Monday, February 10, 2020
David Schizer (Columbia) presents Innovation or Stagnation? Countering Inefficiency at Nonprofits With Better Disclosure at Boston University today as part of its Tax Policy Colloquium hosted by David Walker:
U.S. nonprofits spend $2.54 trillion every year. While some are laboratories of innovation, others are stagnant backwaters. This Article breaks new ground in explaining why nonprofits tend to operate inefficiently and in proposing a response: better disclosure. The literature attributes this inefficiency to a nonprofit’s inability to distribute profits; since managers and board members cannot keep a surplus, they have less reason to maximize it. This Article argues that the problem is not just motivation, but also information: measuring success is harder at nonprofits. Instead of tracking profitability, they use metrics that are less reliable or harder to measure (or both).
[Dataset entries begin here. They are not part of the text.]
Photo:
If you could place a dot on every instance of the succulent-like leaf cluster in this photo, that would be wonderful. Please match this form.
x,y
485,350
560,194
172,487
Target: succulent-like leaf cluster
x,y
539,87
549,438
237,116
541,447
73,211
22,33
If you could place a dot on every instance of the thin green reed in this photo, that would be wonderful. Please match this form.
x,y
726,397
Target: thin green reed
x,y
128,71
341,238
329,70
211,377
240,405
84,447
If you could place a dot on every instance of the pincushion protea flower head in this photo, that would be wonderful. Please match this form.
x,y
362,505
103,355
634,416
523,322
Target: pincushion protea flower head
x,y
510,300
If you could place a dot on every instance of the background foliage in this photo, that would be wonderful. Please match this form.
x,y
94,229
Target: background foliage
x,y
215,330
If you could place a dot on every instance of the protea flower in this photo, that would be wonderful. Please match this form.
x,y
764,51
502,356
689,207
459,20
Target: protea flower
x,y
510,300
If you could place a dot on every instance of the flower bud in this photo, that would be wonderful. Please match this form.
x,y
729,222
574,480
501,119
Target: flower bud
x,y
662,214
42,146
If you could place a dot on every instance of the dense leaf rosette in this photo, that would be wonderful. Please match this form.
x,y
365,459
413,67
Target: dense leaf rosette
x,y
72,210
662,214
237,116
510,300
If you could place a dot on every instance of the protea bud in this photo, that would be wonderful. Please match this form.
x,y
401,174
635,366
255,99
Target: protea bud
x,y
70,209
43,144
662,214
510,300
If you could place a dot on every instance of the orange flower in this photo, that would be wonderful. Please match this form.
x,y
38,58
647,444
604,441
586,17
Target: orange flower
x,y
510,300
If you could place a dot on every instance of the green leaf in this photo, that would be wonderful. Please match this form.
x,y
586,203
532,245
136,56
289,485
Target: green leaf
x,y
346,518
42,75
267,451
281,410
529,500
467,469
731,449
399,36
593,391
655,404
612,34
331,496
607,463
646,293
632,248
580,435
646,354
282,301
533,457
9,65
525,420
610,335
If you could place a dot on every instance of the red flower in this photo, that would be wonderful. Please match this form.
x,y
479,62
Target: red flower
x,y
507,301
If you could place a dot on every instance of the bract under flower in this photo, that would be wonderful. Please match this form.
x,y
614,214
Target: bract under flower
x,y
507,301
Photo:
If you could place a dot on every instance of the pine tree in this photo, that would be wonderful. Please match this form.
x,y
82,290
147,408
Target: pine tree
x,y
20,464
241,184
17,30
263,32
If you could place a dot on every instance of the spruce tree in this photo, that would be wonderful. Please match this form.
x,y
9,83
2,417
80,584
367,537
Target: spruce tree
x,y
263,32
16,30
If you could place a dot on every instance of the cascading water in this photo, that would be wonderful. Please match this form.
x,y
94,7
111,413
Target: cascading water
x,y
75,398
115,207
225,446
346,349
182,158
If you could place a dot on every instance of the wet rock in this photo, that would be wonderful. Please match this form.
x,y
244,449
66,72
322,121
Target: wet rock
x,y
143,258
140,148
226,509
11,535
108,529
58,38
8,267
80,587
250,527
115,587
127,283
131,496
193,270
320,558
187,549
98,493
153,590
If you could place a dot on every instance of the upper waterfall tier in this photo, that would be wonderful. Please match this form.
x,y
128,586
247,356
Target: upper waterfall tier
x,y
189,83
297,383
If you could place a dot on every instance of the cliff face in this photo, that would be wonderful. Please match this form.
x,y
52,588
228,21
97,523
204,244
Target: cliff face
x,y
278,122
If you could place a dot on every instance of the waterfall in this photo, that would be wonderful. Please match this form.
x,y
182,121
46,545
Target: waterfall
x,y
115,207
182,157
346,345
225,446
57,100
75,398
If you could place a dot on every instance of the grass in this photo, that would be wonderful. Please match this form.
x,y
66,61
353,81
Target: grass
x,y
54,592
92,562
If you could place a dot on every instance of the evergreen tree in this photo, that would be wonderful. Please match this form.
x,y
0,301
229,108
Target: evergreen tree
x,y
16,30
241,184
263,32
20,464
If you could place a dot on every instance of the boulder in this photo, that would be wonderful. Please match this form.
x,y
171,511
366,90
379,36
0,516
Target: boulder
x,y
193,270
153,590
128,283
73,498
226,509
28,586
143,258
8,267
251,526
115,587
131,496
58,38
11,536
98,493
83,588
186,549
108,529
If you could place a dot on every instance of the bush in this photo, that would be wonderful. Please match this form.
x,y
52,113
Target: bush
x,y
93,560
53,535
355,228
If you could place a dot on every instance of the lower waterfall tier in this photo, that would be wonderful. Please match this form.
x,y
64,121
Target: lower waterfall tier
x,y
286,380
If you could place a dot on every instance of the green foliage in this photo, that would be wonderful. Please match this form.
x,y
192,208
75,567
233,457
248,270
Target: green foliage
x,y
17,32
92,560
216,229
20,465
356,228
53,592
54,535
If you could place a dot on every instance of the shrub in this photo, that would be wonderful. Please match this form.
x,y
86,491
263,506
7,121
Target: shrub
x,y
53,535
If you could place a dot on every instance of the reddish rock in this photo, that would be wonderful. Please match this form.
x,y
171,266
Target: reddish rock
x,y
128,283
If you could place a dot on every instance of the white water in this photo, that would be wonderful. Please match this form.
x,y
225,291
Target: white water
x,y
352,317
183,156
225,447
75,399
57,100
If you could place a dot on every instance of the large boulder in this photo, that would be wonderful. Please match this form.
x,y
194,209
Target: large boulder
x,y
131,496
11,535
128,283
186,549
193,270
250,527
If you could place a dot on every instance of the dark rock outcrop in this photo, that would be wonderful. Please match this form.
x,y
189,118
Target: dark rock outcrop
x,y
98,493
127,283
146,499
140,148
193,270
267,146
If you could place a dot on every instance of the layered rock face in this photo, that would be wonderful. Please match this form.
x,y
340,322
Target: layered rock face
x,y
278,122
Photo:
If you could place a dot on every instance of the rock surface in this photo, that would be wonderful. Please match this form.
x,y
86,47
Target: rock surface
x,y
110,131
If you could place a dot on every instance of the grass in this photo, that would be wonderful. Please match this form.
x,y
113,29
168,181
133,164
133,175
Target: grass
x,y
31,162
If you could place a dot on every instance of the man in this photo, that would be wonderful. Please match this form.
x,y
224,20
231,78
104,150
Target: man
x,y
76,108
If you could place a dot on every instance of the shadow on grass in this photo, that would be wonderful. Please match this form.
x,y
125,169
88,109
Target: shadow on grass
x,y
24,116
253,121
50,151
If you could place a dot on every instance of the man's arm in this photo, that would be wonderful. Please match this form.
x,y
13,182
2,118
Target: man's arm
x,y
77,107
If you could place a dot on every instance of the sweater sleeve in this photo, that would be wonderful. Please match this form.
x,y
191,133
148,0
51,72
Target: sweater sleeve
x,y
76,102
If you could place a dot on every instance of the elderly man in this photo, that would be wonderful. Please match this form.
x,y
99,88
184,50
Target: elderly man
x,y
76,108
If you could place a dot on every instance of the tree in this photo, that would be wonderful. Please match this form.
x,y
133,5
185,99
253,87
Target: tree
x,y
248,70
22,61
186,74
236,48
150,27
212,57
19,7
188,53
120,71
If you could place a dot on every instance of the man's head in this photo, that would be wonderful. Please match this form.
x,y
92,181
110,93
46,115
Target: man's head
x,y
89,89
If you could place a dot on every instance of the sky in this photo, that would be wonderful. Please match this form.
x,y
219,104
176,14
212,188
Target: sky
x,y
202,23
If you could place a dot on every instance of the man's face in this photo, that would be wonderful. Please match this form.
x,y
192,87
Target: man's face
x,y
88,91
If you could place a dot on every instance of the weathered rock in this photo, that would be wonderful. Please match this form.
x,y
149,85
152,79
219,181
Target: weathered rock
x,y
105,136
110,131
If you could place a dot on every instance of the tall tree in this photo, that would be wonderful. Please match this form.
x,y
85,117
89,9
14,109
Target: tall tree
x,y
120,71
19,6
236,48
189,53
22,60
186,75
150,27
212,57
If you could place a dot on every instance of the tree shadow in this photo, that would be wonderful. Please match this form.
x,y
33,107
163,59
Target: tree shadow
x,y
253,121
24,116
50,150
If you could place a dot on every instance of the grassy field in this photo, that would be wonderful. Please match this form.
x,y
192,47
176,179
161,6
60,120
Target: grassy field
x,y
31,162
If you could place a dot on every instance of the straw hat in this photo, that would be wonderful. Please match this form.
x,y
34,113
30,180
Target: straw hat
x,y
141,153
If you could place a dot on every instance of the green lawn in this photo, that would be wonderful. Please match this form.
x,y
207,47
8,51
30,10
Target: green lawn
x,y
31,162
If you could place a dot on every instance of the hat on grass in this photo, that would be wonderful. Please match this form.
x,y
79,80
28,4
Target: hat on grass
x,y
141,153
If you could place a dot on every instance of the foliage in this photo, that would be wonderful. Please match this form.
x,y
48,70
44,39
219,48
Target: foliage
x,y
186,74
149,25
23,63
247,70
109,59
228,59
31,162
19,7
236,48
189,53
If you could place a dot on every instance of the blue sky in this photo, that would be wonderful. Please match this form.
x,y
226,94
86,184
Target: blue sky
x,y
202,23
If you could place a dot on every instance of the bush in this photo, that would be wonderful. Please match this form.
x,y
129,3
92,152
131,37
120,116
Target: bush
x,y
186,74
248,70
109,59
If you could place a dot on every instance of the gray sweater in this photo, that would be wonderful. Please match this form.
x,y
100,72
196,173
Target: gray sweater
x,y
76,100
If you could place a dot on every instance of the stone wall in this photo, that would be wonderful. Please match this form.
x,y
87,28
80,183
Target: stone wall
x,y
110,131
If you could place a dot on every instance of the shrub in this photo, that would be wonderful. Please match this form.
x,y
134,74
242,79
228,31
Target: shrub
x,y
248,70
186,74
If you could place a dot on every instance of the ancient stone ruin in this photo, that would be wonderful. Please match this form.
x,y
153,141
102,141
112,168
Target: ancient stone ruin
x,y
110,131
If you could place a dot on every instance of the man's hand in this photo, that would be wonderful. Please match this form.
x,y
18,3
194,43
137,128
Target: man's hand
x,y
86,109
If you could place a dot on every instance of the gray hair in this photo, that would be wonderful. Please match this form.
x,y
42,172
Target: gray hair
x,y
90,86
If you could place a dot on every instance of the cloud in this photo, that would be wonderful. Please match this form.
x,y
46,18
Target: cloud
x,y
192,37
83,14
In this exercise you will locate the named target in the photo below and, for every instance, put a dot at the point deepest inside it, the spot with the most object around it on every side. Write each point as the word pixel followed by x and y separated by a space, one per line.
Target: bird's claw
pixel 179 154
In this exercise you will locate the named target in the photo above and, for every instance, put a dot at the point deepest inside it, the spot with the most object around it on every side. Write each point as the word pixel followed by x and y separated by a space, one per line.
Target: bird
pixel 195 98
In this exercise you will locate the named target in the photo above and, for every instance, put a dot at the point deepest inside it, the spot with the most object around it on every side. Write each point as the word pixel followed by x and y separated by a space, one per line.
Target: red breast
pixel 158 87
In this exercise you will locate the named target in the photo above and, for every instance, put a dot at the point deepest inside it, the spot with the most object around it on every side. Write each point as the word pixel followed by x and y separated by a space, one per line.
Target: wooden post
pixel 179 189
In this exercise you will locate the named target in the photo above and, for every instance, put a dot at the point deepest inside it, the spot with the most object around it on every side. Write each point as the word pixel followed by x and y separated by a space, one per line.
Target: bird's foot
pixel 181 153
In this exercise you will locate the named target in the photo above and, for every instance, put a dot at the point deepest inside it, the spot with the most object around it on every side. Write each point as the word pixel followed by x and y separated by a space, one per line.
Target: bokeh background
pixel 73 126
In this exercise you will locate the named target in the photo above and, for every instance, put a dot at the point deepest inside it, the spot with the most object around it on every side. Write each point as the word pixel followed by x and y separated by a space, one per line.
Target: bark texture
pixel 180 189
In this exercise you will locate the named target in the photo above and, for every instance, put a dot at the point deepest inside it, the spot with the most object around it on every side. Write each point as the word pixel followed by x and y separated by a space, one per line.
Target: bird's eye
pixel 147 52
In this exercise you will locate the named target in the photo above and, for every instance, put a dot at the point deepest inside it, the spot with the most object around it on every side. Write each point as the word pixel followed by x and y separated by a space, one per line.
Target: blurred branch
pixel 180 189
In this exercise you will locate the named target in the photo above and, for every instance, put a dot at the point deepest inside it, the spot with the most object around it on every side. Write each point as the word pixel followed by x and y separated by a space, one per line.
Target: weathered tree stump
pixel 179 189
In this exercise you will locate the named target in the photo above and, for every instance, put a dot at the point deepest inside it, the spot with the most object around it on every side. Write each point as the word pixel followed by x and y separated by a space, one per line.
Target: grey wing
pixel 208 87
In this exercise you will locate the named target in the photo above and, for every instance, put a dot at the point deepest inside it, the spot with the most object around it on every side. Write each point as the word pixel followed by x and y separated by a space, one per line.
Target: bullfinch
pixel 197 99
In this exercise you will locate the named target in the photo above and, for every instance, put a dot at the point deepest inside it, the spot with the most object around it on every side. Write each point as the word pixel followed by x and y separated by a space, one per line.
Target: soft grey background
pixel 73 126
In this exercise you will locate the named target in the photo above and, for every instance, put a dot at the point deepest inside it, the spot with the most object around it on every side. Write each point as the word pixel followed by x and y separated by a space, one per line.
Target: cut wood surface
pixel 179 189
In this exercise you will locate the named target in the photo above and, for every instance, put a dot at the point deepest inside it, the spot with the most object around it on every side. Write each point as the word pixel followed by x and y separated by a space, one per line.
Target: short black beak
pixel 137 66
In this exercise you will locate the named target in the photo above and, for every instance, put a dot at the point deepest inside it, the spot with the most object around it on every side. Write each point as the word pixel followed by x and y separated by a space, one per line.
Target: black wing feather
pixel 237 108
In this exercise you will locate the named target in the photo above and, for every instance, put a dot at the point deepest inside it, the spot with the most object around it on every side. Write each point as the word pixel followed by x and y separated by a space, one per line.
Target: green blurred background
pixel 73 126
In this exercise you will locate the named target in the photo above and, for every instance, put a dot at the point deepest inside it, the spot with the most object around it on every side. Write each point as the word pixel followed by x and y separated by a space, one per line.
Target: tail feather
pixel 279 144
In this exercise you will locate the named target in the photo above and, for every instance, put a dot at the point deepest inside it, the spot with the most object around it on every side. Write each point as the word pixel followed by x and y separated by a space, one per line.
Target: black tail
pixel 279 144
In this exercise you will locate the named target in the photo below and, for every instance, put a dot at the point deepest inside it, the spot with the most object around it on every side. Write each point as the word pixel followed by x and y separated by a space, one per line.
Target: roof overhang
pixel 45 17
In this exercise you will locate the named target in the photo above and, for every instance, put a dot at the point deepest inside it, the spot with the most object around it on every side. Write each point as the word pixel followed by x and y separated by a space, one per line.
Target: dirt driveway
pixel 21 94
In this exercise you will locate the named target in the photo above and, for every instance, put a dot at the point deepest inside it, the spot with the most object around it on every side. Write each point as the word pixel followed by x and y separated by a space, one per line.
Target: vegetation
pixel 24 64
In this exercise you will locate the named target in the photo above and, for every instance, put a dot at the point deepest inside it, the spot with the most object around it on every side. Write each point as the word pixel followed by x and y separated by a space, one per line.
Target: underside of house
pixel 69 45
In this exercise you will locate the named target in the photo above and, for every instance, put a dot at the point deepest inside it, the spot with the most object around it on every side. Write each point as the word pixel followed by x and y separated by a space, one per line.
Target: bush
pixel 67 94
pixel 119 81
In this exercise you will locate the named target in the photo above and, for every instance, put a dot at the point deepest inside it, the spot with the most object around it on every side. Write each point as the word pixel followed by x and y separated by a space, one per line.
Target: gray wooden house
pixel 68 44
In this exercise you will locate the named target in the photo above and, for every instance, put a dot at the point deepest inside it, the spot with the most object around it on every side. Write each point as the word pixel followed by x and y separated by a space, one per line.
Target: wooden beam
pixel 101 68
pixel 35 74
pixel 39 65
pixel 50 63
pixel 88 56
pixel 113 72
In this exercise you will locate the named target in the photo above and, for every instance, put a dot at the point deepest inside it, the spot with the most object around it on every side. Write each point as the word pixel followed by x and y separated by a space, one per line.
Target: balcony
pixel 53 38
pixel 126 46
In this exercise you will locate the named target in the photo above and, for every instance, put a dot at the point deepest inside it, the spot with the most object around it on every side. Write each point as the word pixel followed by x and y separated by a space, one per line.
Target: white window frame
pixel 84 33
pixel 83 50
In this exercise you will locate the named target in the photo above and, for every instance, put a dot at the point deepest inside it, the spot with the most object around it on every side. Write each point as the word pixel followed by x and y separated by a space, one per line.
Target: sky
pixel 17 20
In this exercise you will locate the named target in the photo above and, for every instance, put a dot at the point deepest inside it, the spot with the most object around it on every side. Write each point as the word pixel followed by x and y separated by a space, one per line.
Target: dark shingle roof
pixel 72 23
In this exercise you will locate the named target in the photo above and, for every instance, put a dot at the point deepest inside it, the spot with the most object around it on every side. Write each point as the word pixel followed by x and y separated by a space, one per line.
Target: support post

When performance is harder to track, incompetence and self-interested practices are less visible, and thus are harder to prevent.
Board members and major donors can press management to operate more efficiently, but only if they have the right information. Yet mandatory disclosure under current law focuses on governance and solvency, rather than on the nonprofit’s work. To fill this gap, nonprofits should share data and analysis on the importance of their mission and on the impact and cost-effectiveness of their programs.
This disclosure empowers the board and major donors to monitor performance, helps donors make informed philanthropic choices, and disseminates information so nonprofits can learn from each other more easily. Obviously, time and effort are required to prepare disclosure and ensure its accuracy. To balance these competing considerations, this Article recommends that disclosure should be mandatory for large public charities, and voluntary for other nonprofits.